Alcé la vista, atónito.

– No se ofenda, por favor -dijo Cara Fofa-. Usted es, tan sólo, mi inspiración. La otra noche, al verlo en el restaurante sentado en la mesa de Modesto… Bueno, me ocurrió como cuando Proust se comió la famosa magdalena… Una súbita inspiración… La vi a ella a través de usted, no me pregunte cómo ni por qué: la inspiración tiene sus razones, ya sabe… Usted se convirtió en la protagonista femenina de mi novela. -Me tendió una mano que no acepté-. Mi nombre es Adán Nadal, y soy empresario y escritor aficionado… -Bajó los ojos un momento, como si aquella declaración fuera vergonzosa-. Pero me tomo muy en serio mi afición, se lo aseguro… Tengo tiempo para ello: soy viudo, vivo solo… Mi gran defecto es que carezco por completo de imaginación. Así como se lo digo, créame. Me apasiona escribir, pero soy incapaz de inventar lo más mínimo. Por eso voy por ahí, buscando personas y cosas que trasladar al papel con escasas diferencias. -Se encogió de hombros-. Y usted se ha convertido en Natalia, qué le vamos a hacer…

Mientras lo escuchaba, hojeaba el cuaderno. Sorprendí varios encabezamientos: «Natalia en el café art déco», «Natalia en el Parque Ferial»…

– ¿Natalia? -dije.

– Así he bautizado a mi protagonista.

– ¡Me ha estado siguiendo todos estos días!

– No. -Meneó la gruesa cabeza-. En realidad, sólo hoy. Lo vi en el Parque Ferial y lo seguí hasta aquí, copiando todos sus movimientos. Iba usted con dos caballeros, pero eso no me importaba. Entraron en un portal frente al restaurante, salieron más de dos horas después… Le juro que nada de eso me interesaba. Lo único que pretendía era observarle, señor Cabo, para obtener los gestos y las conductas de Natalia… Porque usted es ella. Y le repito: no se ofenda. Ni yo mismo entiendo por qué tiene que ser así, pero lo cierto es que lo es.

– ¿Y a qué vino lo de anoche, en el café?

Perlas de sudor recorrían su frente. Se secó con la manga del traje.

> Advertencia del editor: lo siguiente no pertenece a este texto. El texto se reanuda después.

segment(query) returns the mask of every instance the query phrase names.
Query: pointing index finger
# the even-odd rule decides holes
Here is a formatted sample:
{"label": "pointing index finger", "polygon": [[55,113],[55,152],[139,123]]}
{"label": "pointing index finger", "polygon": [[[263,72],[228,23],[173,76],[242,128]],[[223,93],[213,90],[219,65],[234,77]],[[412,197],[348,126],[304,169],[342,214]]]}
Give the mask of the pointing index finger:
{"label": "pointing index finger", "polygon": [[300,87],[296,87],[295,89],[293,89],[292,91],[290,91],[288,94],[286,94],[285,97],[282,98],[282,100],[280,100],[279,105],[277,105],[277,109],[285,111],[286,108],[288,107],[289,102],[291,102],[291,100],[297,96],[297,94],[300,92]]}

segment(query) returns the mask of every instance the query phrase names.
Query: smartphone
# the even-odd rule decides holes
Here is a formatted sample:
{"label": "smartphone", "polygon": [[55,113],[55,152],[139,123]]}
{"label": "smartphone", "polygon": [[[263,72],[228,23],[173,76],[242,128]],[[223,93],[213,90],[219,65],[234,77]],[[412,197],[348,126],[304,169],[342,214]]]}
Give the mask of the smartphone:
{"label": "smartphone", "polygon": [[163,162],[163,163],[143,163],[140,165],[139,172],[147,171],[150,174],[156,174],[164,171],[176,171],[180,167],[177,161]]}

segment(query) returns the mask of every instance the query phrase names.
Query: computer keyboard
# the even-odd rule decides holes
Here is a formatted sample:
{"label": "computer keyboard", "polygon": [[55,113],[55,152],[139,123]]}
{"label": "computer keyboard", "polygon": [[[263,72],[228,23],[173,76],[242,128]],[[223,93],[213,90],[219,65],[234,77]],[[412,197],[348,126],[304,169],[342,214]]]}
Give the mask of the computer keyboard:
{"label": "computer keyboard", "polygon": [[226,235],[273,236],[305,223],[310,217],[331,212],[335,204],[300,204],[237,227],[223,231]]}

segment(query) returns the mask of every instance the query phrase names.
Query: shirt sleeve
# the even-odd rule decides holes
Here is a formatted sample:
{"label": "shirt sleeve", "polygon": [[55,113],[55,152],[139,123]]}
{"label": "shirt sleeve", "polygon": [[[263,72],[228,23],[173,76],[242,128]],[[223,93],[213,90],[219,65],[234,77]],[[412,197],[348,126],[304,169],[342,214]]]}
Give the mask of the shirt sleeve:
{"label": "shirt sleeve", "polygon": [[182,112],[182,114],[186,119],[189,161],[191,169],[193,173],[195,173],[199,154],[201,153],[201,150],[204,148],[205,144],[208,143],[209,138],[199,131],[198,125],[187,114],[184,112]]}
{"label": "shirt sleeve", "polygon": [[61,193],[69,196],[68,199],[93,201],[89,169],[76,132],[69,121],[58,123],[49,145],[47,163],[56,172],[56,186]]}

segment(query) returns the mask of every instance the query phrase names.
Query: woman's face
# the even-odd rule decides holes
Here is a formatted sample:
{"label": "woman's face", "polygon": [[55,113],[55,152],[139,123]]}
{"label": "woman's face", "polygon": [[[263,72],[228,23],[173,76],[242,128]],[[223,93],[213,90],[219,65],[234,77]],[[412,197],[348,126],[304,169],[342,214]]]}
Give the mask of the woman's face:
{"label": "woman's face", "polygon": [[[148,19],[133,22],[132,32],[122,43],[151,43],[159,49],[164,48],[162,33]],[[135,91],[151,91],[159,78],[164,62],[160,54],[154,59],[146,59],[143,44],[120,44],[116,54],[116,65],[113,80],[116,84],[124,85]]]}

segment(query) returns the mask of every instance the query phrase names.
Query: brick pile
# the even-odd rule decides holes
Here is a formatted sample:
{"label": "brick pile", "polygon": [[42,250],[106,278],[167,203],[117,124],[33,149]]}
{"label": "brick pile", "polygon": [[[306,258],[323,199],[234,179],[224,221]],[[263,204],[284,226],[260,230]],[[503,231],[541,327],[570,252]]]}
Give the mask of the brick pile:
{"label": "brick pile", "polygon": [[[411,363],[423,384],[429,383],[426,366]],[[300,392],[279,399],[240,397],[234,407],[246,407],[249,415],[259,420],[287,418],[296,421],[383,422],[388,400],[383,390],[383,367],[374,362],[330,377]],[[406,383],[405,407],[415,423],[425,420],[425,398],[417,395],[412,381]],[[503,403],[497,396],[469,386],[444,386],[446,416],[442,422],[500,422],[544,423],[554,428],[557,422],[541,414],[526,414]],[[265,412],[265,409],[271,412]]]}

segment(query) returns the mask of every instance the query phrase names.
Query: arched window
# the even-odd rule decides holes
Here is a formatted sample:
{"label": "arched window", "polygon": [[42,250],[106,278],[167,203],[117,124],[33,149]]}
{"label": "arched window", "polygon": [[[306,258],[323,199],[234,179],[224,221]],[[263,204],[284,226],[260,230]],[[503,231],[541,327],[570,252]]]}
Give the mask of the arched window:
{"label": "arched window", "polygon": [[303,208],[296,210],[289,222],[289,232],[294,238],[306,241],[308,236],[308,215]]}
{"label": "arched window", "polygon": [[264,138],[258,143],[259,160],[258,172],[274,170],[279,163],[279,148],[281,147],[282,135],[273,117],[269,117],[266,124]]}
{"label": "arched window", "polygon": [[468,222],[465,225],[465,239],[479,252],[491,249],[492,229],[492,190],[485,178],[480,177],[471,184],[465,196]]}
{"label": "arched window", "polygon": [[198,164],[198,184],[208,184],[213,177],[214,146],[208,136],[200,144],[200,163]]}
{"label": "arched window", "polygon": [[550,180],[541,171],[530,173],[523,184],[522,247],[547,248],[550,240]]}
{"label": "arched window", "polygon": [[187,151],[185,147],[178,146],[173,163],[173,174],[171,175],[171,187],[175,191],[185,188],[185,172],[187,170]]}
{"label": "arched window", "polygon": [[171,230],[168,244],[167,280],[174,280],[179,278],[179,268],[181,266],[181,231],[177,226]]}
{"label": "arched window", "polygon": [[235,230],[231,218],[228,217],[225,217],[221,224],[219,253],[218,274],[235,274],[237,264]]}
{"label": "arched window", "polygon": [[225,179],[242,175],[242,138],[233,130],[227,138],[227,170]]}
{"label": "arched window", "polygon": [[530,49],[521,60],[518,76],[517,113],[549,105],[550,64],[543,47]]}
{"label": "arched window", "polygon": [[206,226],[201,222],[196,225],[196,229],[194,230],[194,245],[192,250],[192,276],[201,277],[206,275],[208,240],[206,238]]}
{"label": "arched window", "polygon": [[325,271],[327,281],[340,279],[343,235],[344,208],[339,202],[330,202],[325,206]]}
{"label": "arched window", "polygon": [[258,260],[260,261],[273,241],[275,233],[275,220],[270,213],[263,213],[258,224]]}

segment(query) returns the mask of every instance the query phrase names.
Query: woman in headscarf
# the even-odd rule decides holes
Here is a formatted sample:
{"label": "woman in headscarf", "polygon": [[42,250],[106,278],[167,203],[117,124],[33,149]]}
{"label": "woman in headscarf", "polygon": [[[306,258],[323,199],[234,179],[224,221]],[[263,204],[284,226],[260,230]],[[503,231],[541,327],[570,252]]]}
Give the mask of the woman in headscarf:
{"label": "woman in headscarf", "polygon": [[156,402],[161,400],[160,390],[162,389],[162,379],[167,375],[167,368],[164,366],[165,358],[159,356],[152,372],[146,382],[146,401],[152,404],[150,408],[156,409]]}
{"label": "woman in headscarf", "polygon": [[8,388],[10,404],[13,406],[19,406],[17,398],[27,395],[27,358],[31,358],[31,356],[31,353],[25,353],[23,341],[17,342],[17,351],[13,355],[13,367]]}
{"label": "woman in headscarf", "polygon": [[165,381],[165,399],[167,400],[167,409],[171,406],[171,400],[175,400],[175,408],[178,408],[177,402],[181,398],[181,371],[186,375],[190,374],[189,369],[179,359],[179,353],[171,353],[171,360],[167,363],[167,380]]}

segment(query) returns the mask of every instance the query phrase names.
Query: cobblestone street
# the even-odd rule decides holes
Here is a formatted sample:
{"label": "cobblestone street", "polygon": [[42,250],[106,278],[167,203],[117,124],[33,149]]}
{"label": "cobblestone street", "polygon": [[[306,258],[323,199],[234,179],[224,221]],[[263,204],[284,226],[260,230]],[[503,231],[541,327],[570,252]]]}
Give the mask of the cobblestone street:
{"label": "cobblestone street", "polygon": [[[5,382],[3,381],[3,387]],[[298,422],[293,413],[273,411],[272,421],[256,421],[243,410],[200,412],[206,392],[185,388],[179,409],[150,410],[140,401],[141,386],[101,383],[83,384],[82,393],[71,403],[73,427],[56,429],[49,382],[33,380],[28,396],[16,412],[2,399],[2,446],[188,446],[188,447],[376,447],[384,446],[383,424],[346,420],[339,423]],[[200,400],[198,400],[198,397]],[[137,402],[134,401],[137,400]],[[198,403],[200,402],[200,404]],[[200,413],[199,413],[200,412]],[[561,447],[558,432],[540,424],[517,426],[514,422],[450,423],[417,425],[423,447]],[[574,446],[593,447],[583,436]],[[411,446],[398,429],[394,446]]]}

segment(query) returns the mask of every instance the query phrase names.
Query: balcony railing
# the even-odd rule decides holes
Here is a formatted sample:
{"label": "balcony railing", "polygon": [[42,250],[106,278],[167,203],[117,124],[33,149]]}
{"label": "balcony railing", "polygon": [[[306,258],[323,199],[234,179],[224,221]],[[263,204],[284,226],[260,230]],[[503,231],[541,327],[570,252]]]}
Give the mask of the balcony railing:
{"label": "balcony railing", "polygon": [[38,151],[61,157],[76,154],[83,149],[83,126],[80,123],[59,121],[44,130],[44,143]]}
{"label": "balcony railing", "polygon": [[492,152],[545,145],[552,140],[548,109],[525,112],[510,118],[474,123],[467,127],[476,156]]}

– Bueno… Compréndalo… Ya le he explicado que soy incapaz de inventar nada. Necesitaba un aspecto físico… Quiero decir… Usted es Natalia, salvo en lo que al aspecto físico se refiere, claro… Y de nuevo le pido que no se ofenda: una mujer con su apariencia no es…

– Siga -lo interrumpí.

– De modo que contraté a una modelo y le pedí que organizara una cita. Los observé a ambos y obtuve una mezcla: las conductas son suyas, el cuerpo es de ella… Un cuerpo precioso, por cierto… Ahora mismo la estoy viendo: una muchacha de 17 años, muy atractiva, que acaba de arrebatarme el cuaderno… -Y estiró su erizado bigote oscuro al sonreír-. Sí, yo también estoy en la novela… Soy «el hombre» que la sigue a todas partes, mirándola y haciendo anotaciones… ¿Por qué?, se preguntará usted… ¿Qué quiere este hombre de mí?… ¡Ah, ése es el secreto de mi novela!… ¿Soy un pervertido? ¿Tengo alguna relación de parentesco con usted? -Alzó el espeso gusano negro de una ceja-. Le confieso que ni yo mismo lo sé… Ya sabe lo que es esto de escribir: como si un espíritu ajeno nos poseyera. ¿Por qué estoy haciendo lo que hago? ¿Por qué no lo dejo y me voy a casa?… Lo ignoro. Sólo sé que hoy me he dedicado a seguirlo a usted y he anotado sus movimientos… Ya veremos a dónde nos conduce todo esto. -Y lo dijo como si fuera problema de ambos saber adónde conduciría todo. Volvió a deslizar la manga de su chaqueta por la frente-. Hagamos algo, si a usted no le importa. Déjeme visitarlo mañana por la tarde, y le prometo que no lo molestaré más. Sólo mañana por la tarde. No le quitaré mucho tiempo: tomaré algunas notas, pensaré qué papel juego en mi propia obra, quién es Natalia y quién soy yo… y después me marcharé y me encerraré en casa a terminar la novela. ¡Pero lo necesito a usted, señor Cabo! ¡Sólo una vez más! ¿Acaso no es escritor también? ¿No ha sufrido también el maltrato de las musas? ¡Apiádese de mí! ¿Qué culpa tengo yo de que sólo a través de usted pueda obtener a Natalia? -Y su voz se convirtió en una súplica desesperada-. ¡No me deje sin Natalia, se lo ruego!